The safety and security of increasing profits for General Motors despite the corporation’s lack of desire to remain competitive filtered down to cynical products like the Cutlass Ciera. In every remaining example, I see General Motors polluting Flint Michigan, taking no corporate responsibility to the damage they did to the American landscape, especially 30 years after Roger & Me. I see 3,000lbs of money grabbing that benefitted a select few executives. A money grab that’s surprisingly 30 years on is not that much of a money pit.

4 thoughts on “(Found In) Civic Center (San Francisco, California): 1988 Oldsmobile Cutlass Ciera Cruiser Station Wagon

  1. Wagon Wednesday and more Oldsmobile content, I luv it! This a great piece, Laurence; passionate, witty, provocative and informative. Thirteen years after Oldsmobile’s demise, I still get worked up about it. I grew up the son of a Chevrolet/Oldsmobile dealer and I always regarded Oldsmobile as a classy brand. When the Cutlass became a sales juggernaut, and Oldsmobile was riding high, I’ve no doubt a shitload of inter-divisional rivalry was stirred up at Daddy GM HQ. Since Chevrolet and Cadillac are GM’s sacred cows, what better way to squelch the in-fighting and trim the infrastructure than to run Olds, Pontiac and [nearly] Buick into the ground? The corp-mobiles that were the Celebrity/6000/Century/Ciera were some of the most savagely dull and indistinguishable appliances GM ever made (but sadly, not the only ones).

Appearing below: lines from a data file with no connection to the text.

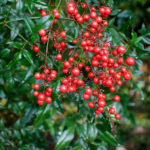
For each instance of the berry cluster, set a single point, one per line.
(103, 63)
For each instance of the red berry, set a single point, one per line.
(86, 96)
(63, 88)
(101, 103)
(63, 34)
(88, 91)
(36, 93)
(127, 75)
(42, 32)
(59, 56)
(75, 71)
(91, 104)
(93, 15)
(112, 110)
(36, 86)
(48, 99)
(37, 75)
(41, 97)
(36, 48)
(117, 98)
(40, 102)
(121, 49)
(86, 17)
(94, 24)
(44, 38)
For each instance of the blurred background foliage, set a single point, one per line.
(24, 125)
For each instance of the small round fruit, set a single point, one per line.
(48, 99)
(121, 49)
(130, 61)
(112, 110)
(42, 32)
(91, 104)
(59, 56)
(75, 71)
(36, 86)
(63, 34)
(117, 116)
(117, 98)
(36, 48)
(63, 88)
(41, 97)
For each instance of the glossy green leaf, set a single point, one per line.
(28, 56)
(29, 24)
(65, 138)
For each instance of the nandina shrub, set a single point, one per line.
(62, 65)
(104, 63)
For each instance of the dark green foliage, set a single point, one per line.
(60, 125)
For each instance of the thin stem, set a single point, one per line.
(19, 35)
(20, 19)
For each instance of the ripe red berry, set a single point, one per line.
(75, 71)
(95, 63)
(130, 61)
(42, 32)
(71, 10)
(86, 17)
(36, 86)
(63, 34)
(112, 110)
(59, 56)
(48, 99)
(37, 75)
(93, 15)
(117, 116)
(41, 97)
(36, 93)
(101, 103)
(40, 102)
(121, 49)
(36, 48)
(63, 88)
(88, 91)
(80, 65)
(44, 39)
(80, 20)
(112, 89)
(127, 75)
(86, 96)
(94, 24)
(91, 104)
(117, 98)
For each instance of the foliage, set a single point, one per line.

Then someone got the bright idea that Cutlass should be the brand and suddenly we had the Cutlass Ciera and Cutlass Calais. Of course, brand dilution has been common practice in Detroit for as long as they’ve been stamping sheetmetal. The the list of makes/models ruined and then orphaned is too long. Making Cutlass the brand ruined Oldsmobile. By the 90s, who knew what an Oldsmobile was, and worse, who cared? The Olds demographic had been spit on, the Cutlass name and Oldsmobile reputation sacrificed in the name of corporate homogeneity. Fortunately, thanks to sites like Dynamic Drive, the memories of our father’s real Oldsmobiles – Toronado, Vista Cruiser, Starfire, to name a few – are kept alive and kicking.

    Like

    1. Yeah, There’s plenty of theories on the death of Oldsmobile, but I think you hit the nail on the head with the Cutlass name really becoming the brand. By 1988 that meant 4 disparate products, a “Classic” RWD Coupe with a 4 bbl V8 that, more or less, was a conceptual evolution of the direction Oldsmobile started to take the nameplate in 1970. Then there was the FWD “Not Your Father’s Oldsmobile” High Tech new “Supreme” …that didn’t even come with an option engine more powerful than the outgoing “Classic” or the older, cheaper Cutlass Ciera below it. And then there was the Honda Accord (supposedly) fighting Cutlass Calais under it that in reality, was little more than a gilded Cavalier with a Buick V6. Between the admitted schizophrenia of trying to brand 4 different cars (at least two of which were really outdated attempts to milk the cow for as much cash as possible) instead of being a market leader. I think it speaks volumes to those who’s families had a lot riding on the success of General Motors as a corporate entity (my Uncle worked for 2 Oldsmobile Dealerships for 35 years) who, still, 30 years after the downfall happened, still feel the wounds of it.

      Like

  2. Another contributing factor was the lack of a proper Oldsmobile-built and designed engine to power the Ciera.